By Jane Black and Ashley Halsey III
Washington Post Staff Writers
Friday, September 11, 2009
An open-air farmers market with as many as 20 vendors will operate just north of the White House on Thursday afternoons this fall, after organizers received city permission to close one block of Vermont Avenue for the event.
The vendors' debut next week, encouraged by the White House and community groups, will mark the return of a fresh produce market that once stood nearby during the administration of Thomas Jefferson, at the dawn of the 19th century. In Jefferson's day, the market was in Lafayette Square, but security concerns require that its new incarnation be a tad farther north, on Vermont Avenue between H and I streets.
That block, which carries 4,600 cars on an average day, will be closed from 1 to 8 p.m. each Thursday through Oct. 29.
"I hope this farmers market will inspire cities and communities throughout our country and the world to transform public spaces into marketplaces filled with healthy, local foods from family farms," said Bernadine Prince, co-director of the market. "I also hope that this farmers market will be a model for making fresh food available to all people, regardless of income."
The organizers, from FreshFarmMarkets, said they contacted the White House shortly after Inauguration Day to suggest that a market selling locally grown fruit, produce and meat would underscore the value of good nutrition espoused by the president and first lady.
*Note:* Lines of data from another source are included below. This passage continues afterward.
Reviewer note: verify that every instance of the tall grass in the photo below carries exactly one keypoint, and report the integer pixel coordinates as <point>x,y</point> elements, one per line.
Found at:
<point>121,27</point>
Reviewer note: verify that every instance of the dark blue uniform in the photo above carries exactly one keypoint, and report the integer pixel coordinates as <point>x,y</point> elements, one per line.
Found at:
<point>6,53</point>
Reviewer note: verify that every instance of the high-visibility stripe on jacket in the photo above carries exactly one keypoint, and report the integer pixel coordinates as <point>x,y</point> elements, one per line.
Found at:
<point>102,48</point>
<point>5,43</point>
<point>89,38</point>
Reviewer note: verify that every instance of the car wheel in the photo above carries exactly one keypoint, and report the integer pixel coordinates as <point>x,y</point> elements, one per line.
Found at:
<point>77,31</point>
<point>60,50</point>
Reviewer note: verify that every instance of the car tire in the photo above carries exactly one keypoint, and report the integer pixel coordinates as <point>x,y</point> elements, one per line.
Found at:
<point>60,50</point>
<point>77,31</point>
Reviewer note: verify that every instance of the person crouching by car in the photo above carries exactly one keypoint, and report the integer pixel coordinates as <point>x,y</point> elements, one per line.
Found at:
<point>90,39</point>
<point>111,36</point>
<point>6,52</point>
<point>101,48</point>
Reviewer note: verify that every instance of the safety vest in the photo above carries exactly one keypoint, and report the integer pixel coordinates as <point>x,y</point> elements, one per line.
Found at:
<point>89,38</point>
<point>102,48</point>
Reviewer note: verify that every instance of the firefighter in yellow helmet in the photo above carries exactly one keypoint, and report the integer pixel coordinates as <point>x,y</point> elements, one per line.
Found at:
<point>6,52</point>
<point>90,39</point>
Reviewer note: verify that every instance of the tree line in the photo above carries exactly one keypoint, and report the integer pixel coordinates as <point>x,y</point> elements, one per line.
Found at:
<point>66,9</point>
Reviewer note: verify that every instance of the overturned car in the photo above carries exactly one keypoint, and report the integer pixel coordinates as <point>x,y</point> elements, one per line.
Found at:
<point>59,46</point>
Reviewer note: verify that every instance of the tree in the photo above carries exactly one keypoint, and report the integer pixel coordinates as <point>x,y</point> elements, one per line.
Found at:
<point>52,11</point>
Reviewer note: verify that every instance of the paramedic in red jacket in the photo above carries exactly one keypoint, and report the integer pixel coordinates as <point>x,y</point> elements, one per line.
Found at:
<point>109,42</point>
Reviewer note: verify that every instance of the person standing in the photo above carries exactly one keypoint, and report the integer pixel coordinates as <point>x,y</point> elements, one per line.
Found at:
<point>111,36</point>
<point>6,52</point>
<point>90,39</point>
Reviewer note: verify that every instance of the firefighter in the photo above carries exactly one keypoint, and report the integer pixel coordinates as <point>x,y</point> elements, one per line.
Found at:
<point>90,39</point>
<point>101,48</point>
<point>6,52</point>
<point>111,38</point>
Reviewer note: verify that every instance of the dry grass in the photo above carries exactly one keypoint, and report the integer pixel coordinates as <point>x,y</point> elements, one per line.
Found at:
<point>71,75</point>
"You heard the president say he was interested in having a farmers market around here," said Ann Yonkers, co-director of FreshFarm, which operates farmers markets throughout the region. "The White House was very enthusiastic."
Assistant White House chef Sam Kass made a presentation on the market plan to one of two community groups asked to endorse it.
"Sam was there saying that it's totally and completely consistent with the goals that the White House has had in terms of fresh food and healthy eating," Yonkers said. "They like the idea of having a farmers market nearby."
She said the market will sell food raised by about 17 farms in the Chesapeake Bay watershed.